Margaret Wise Brown made a point of listening to children, and trying to see the world as they saw it. She has been rewarded by decades of loyalty

The children’s book Goodnight Moon, which is 75 this year, had a slow start in life, not least because it was rejected by the New York library system for being sentimental and lacking in an improving moral. It has now sold more than 40m copies and regularly appears on lists of most popular books to give to young children. A series of pictures show a great green room in which a small rabbit is in bed, watched by a grownup rabbit in a rocking chair, while the captions intone goodnights – “Goodnight bears / Goodnight chairs / Goodnight kittens / And goodnight mittens”. Some adults still find them disconcerting, even creepy (especially “Goodnight nobody”).

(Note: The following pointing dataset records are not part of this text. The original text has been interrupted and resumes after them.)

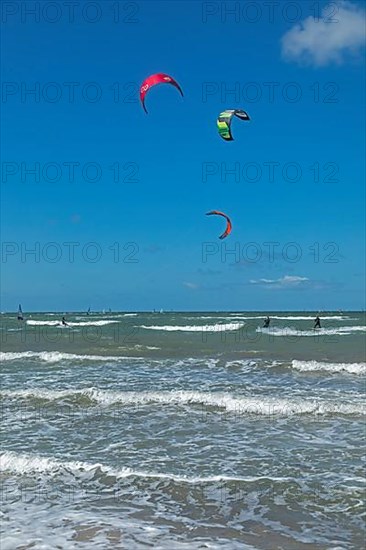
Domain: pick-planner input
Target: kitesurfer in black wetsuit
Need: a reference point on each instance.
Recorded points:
(317, 322)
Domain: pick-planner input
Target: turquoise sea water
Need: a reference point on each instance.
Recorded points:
(183, 430)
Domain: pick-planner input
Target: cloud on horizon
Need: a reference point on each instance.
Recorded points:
(288, 281)
(192, 286)
(339, 32)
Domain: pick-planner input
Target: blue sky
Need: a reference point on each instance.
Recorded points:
(143, 241)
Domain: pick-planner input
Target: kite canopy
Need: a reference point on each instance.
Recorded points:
(224, 122)
(228, 222)
(158, 78)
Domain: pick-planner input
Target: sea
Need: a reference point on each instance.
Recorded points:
(189, 431)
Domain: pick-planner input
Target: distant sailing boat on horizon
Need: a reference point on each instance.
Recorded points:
(20, 313)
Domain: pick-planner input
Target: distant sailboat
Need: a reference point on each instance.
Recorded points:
(20, 313)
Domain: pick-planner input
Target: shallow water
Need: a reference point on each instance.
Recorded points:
(183, 430)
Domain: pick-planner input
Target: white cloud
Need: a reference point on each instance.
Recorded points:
(192, 286)
(339, 32)
(288, 281)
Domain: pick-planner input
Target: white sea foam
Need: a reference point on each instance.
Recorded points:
(56, 356)
(23, 464)
(352, 368)
(288, 331)
(299, 317)
(195, 328)
(237, 405)
(71, 324)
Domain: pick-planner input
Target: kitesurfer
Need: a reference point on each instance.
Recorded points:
(317, 322)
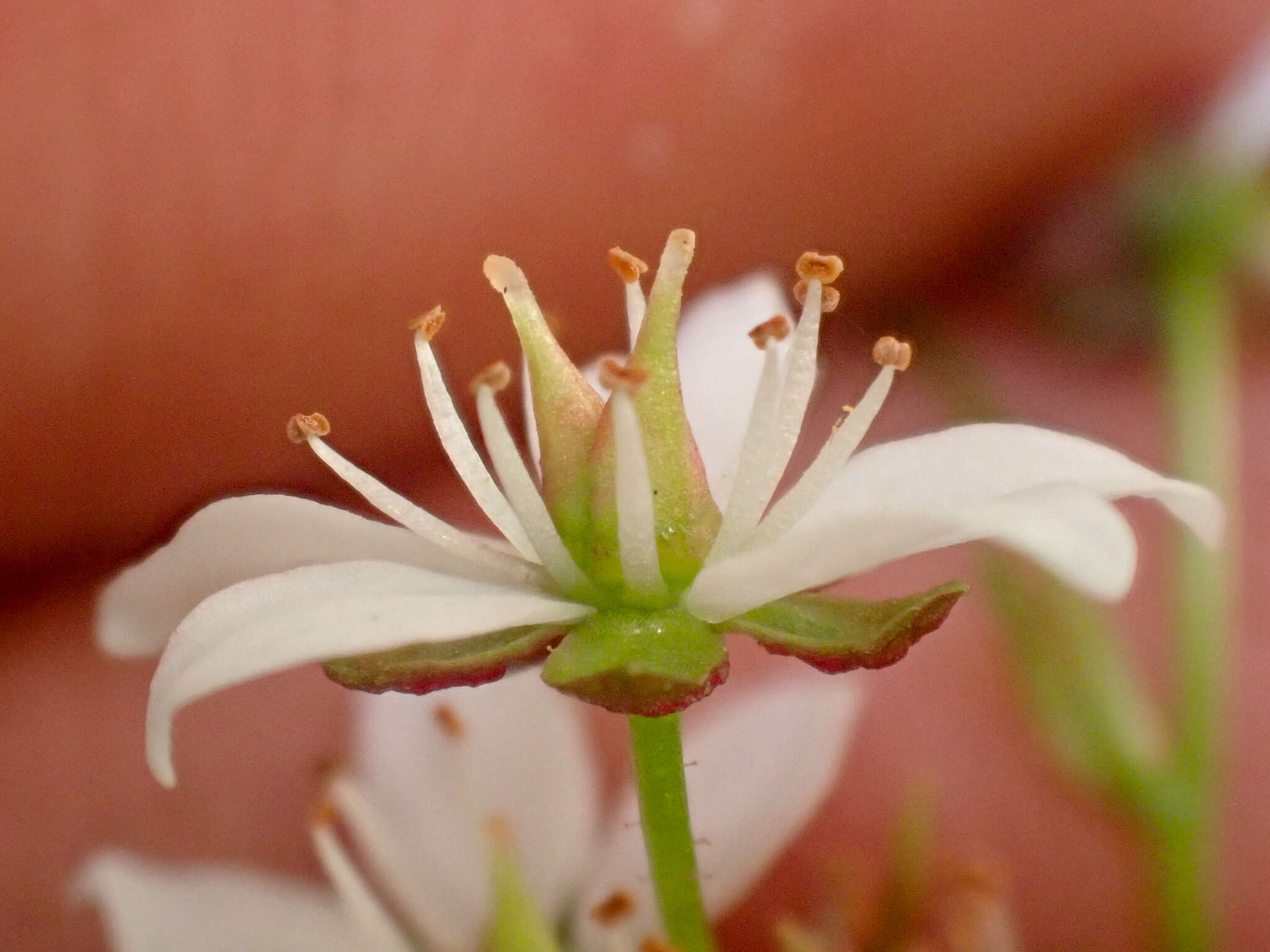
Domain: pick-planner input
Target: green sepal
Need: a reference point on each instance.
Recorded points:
(418, 669)
(634, 662)
(841, 633)
(516, 923)
(683, 511)
(566, 408)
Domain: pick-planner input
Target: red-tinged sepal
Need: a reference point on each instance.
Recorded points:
(566, 408)
(633, 662)
(685, 513)
(427, 667)
(841, 633)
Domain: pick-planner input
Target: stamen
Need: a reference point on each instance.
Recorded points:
(830, 298)
(448, 721)
(833, 455)
(353, 890)
(775, 328)
(746, 503)
(304, 426)
(637, 532)
(499, 832)
(497, 376)
(825, 268)
(762, 469)
(458, 442)
(522, 491)
(889, 352)
(473, 550)
(630, 268)
(430, 324)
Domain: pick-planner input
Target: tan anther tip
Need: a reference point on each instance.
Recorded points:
(830, 298)
(824, 268)
(775, 328)
(615, 909)
(889, 352)
(301, 427)
(505, 275)
(616, 375)
(629, 267)
(429, 324)
(323, 814)
(499, 831)
(448, 721)
(497, 376)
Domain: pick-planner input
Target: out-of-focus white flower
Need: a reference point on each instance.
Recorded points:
(653, 535)
(429, 777)
(1235, 136)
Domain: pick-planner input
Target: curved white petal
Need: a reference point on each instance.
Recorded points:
(148, 907)
(235, 540)
(757, 770)
(1033, 489)
(1081, 539)
(985, 461)
(322, 612)
(719, 369)
(431, 771)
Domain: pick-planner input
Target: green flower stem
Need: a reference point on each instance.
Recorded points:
(1202, 362)
(664, 806)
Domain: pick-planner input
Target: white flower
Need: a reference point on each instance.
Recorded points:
(638, 524)
(430, 776)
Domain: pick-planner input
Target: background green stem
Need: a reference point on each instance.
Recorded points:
(1202, 361)
(664, 808)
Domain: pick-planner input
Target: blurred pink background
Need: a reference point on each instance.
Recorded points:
(213, 216)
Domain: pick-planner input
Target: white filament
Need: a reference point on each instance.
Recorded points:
(774, 454)
(636, 310)
(361, 902)
(523, 495)
(464, 546)
(745, 503)
(461, 452)
(832, 457)
(637, 531)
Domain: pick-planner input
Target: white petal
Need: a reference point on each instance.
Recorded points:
(322, 612)
(154, 908)
(1077, 536)
(513, 749)
(719, 369)
(978, 482)
(758, 767)
(988, 460)
(235, 540)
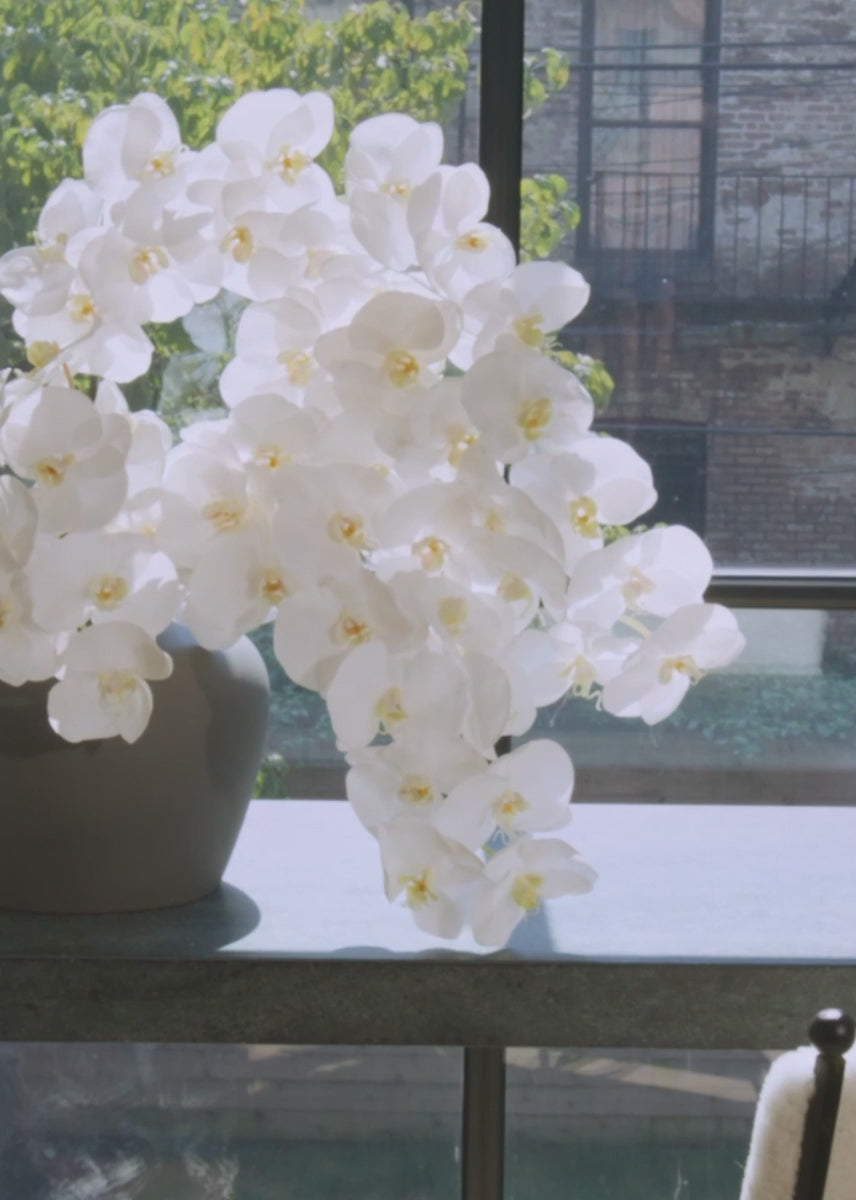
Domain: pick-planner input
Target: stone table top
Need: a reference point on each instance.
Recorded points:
(710, 927)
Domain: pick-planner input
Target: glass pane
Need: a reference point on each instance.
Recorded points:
(202, 1122)
(778, 726)
(720, 258)
(604, 1125)
(645, 189)
(629, 41)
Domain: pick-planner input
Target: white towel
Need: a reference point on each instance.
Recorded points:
(777, 1133)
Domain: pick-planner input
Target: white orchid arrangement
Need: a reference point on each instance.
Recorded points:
(406, 484)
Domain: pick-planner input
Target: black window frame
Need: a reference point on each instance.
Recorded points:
(587, 251)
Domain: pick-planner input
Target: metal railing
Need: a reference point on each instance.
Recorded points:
(746, 235)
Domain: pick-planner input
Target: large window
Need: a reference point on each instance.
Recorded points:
(647, 137)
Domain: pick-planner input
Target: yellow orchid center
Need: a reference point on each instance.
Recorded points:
(270, 456)
(39, 354)
(148, 261)
(347, 529)
(299, 366)
(534, 417)
(53, 251)
(514, 591)
(161, 165)
(390, 709)
(108, 592)
(289, 163)
(397, 189)
(402, 370)
(351, 630)
(52, 469)
(431, 552)
(239, 244)
(415, 790)
(526, 891)
(581, 671)
(114, 687)
(225, 515)
(635, 586)
(684, 664)
(419, 889)
(531, 330)
(584, 516)
(82, 306)
(273, 587)
(459, 441)
(473, 240)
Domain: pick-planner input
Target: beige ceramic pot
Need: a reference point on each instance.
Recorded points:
(111, 827)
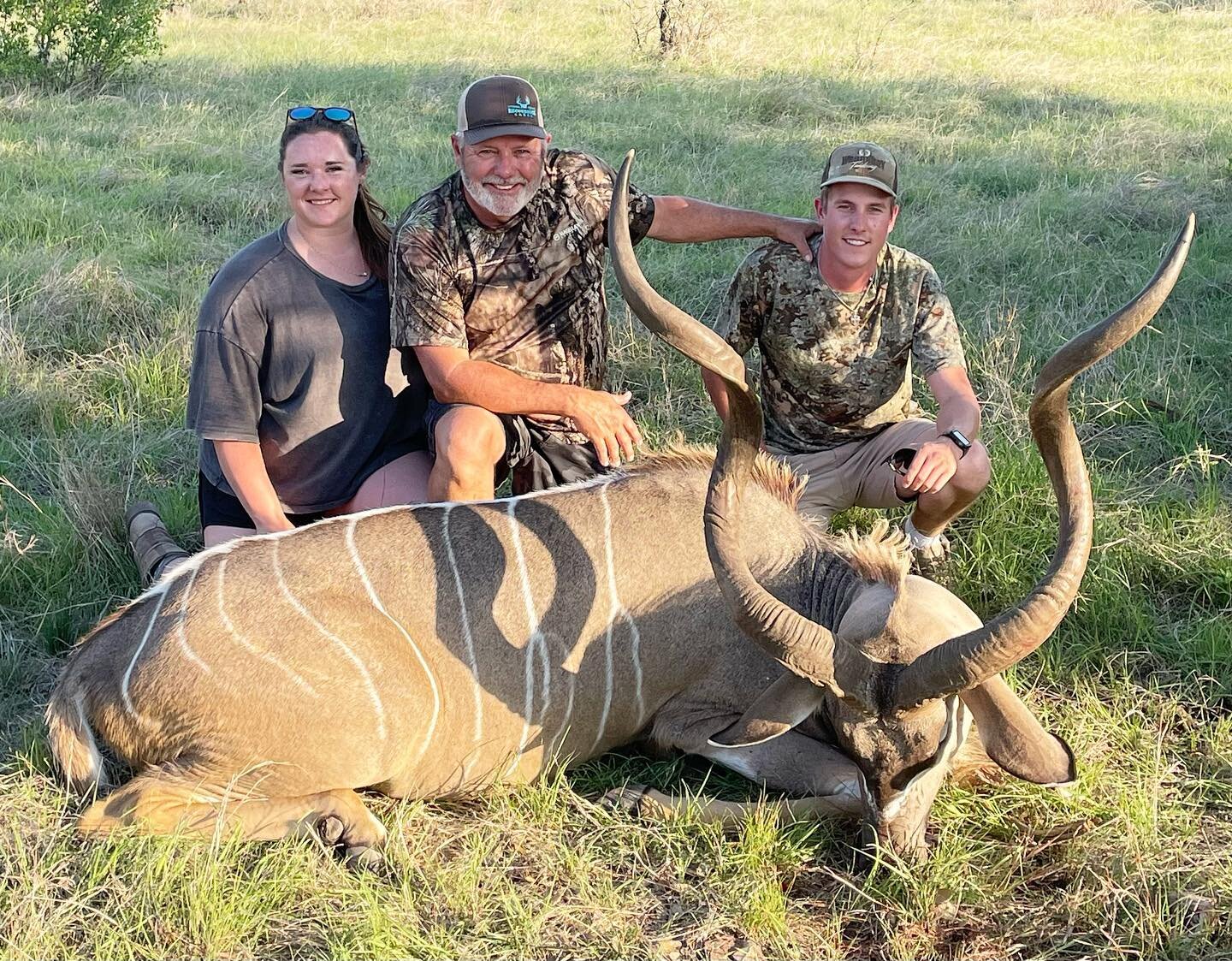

But one of the book’s many striking features is the extent and skill with which it addresses not adults but small children. Margaret Wise Brown, who initially trained as a teacher, studied under the early years pioneer Lucy Sprague Mitchell, who argued that not only did small children exist in the “here and now”, but that what adults found so familiar as to be invisible (a bed, a room, a bowl of mush) was still wondrous. (And the Mitchell Here and Now Story Book contains tales not dissimilar to Goodnight Moon.) Brown’s book sees what a child would see, and care about; there is no plot.